Il Giornale di Olgiate taglia l’intervista a Belluso, stravolgendone il significato ed omettendo l’attacco al sindaco, che è l’architrave di tutta l’intervista

Il Giornale di Olgiate, non è la prima volta, risparmia il sindaco di Cavallasca, tralasciando interi pezzi della mia intervista, ufficialmente per ragioni di spazio.
Ugualmente, si virgoletta la frase finale, che io non ho pronunciato.

Nell’intervista rilasciata in settimana a proposito del degrado documentato su questo blog con precedente articolo-video di alcuni sentieri del Parco regionale Spina verde, attaccavo con durezza Ronchetti, il sindaco, reputandolo co-responsabile dell’impiego, a mio giudizio spesso scorretto, della Protezione Civile di Cavallasca, più per fini estetici e di immagine personale, specie durante la campagna elettorale, che non per tutelare e garantire la sicurezza collettiva.

Il mio attacco era l’architrave di tutta l’intervista.

La pur brava giornalista, viceversa, forse intimorita dalla durezza delle mie dichiarazioni, ha pensato di tagliare e cucire spezzoni di mie frasi, col risultato, certamente non voluto, di fare figurare che io abbia detto tutta un’altra cosa.

Infatti, dall’articolo di oggi ripreso dalla prima pagina e inserito nell’informazione locale che riguarda la nostra comunità, sembra ch’io attacchi la protezione Civile, colpevole di trascurare per propria volontà la strada comunale della Vetta, quando invece sappiamo tutti benissimo che il vero capo, quindi l’unico responsabile, di come impiegare la Protezione Civile, è il sindaco, il sig.

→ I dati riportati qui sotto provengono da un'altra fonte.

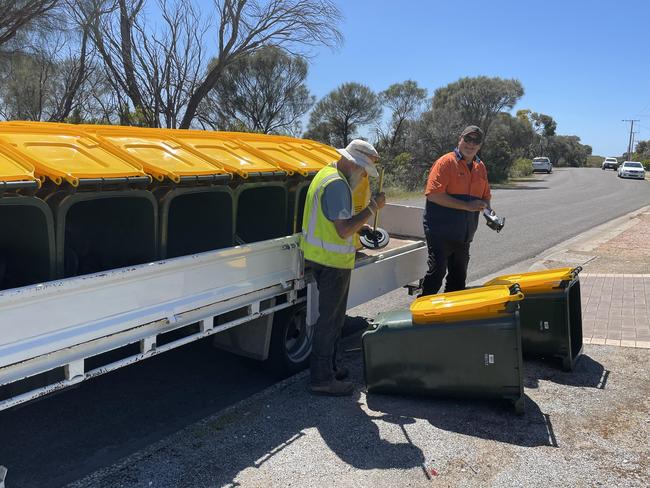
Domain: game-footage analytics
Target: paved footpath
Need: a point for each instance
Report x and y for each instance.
(615, 283)
(616, 309)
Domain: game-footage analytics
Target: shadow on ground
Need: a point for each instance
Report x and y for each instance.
(587, 373)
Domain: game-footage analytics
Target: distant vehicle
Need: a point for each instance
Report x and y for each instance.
(542, 164)
(631, 169)
(610, 163)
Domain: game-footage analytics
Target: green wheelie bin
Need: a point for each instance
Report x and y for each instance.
(460, 344)
(550, 314)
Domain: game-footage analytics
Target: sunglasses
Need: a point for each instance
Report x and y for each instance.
(472, 140)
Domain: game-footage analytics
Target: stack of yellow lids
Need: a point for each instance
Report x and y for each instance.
(539, 281)
(288, 153)
(225, 150)
(72, 153)
(159, 154)
(15, 168)
(471, 304)
(61, 152)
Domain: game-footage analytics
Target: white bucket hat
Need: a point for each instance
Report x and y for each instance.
(360, 152)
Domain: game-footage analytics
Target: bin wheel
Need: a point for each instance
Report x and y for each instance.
(291, 340)
(520, 406)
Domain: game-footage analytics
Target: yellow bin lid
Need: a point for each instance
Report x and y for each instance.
(16, 168)
(159, 154)
(472, 304)
(539, 281)
(224, 149)
(287, 152)
(62, 152)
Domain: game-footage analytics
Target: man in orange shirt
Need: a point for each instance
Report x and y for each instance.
(457, 191)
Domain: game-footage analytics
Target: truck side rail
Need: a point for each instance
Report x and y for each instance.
(60, 324)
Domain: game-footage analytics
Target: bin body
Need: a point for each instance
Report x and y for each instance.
(27, 253)
(551, 325)
(466, 359)
(261, 211)
(194, 220)
(550, 314)
(102, 230)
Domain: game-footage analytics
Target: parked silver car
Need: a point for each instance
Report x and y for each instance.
(542, 164)
(631, 169)
(609, 163)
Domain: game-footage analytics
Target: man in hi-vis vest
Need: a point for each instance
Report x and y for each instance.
(329, 225)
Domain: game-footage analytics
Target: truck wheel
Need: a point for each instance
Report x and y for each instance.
(291, 340)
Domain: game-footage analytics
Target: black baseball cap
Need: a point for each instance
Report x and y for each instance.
(471, 129)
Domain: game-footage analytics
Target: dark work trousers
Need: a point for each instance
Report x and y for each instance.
(445, 257)
(333, 286)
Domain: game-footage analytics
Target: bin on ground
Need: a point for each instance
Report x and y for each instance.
(26, 224)
(195, 203)
(551, 313)
(103, 217)
(460, 344)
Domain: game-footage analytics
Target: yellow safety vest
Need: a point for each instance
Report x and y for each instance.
(319, 241)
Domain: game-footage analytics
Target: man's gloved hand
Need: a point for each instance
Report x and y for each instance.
(492, 220)
(476, 205)
(378, 201)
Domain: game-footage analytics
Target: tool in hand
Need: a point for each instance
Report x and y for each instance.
(375, 238)
(493, 221)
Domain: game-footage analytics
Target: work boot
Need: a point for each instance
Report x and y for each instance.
(341, 372)
(333, 388)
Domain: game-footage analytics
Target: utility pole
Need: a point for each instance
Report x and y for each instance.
(633, 137)
(629, 143)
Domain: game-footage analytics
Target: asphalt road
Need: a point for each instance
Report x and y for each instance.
(69, 435)
(545, 212)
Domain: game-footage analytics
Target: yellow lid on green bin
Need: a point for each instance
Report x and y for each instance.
(287, 152)
(61, 152)
(16, 168)
(224, 149)
(159, 154)
(538, 281)
(472, 304)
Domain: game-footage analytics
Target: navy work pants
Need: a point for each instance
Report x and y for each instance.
(445, 257)
(333, 287)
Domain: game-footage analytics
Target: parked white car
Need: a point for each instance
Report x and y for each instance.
(631, 169)
(610, 163)
(542, 164)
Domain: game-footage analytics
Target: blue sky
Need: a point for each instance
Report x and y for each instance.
(585, 63)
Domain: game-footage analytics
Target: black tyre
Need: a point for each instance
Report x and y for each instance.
(291, 340)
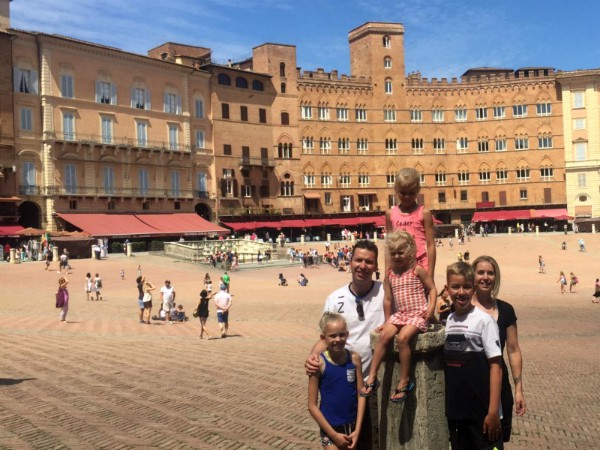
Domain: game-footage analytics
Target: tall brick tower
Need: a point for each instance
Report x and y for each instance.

Fausto Ronchetti, totalmente NON menzionato.

Nell’intervista, il sottoscritto accusa non certo la Protezione C., ma l’uso che di questa fa il nostro sindaco, impegnandola, per esempio, a svuotare in estate la putrida acqua della fontana di villa Imbonati ogni 14 giorni, quando invece ci sarebbero gli alvei dei ruscelli pieni di plastica, rami e ostruzioni varie e il sentiero della via Comunale della Vetta da liberare dai rovi, al fine di poter permettere il passaggio di un’ambulanza, in caso di emergenza durante lo svolgimento della Sagra di S. Rocco.

Sono sicuro che questo non è il risultato del fatto che io rappresento una minoranza, che sono scomodo, per cui le mie verità vengono stravolte per non infastidire il potere locale, ma della mancanza di spazio.

Il testo esatto di quanto ho dichiarato a proposito del Parco S.V. e della fontana comunale è quello che segue:

“L’accesso alla sagra di S. Rocco che ha avuto un grandissimo successo in quest’anno, avrebbe dovuto già essere stato raddoppiato, in base ad una mia mozione presentata 3 anni fa (16 agosto 2012), che chiedeva la riapertura in uscita della via Comunale Della Vetta, ora impraticabile, che servisse proprio come valvola di sfogo, dal momento che l’unica strada attualmente utilizzata non permette in più punti il passaggio di due auto contemporaneamente.
In caso di infarto, un’ambulanza rischia di metterci più tempo a percorrere gli ultimi 300 metri che non tutto il tragitto, con le più che ovvie e tragiche conseguenze.

Non dobbiamo aspettare che ci scappi il morto per capire che la viabilità di accesso ad una manifestazione così importante necessita di una regolamentazione diversa da quella che si ha ora.

La Spina Verde è corresponsabile, dal momento che la manifestazione avviene nel centro del Parco, quindi non può nascondersi dietro ad una foglia di fico.

Qualsiasi manifestazione, anche organizzata dalla Spina Verde nella sua struttura del Centro Polifunzionale, corre lo stesso rischio e impone una viabilità diversa da quella che c’è adesso.
Nessuna polemica, ma solo una presa d’atto che qualcosa è da rivedere.

A voler essere polemico, visto che un po’ di polemica non guasta mai, posso aggiungere che la Protezione Civile, composta dai bravissimi membri volontari che la compongono, anziché star lì a svuotare la fontana della villa Imbonati un giorno si ed uno no, come richiesto dal sindaco, sarebbe meglio che venisse portata ogni tanto a manutenere questi sentieri, d’accordo e in collaborazione con la Spina Verde .. eh! eh!… puntini puntini.”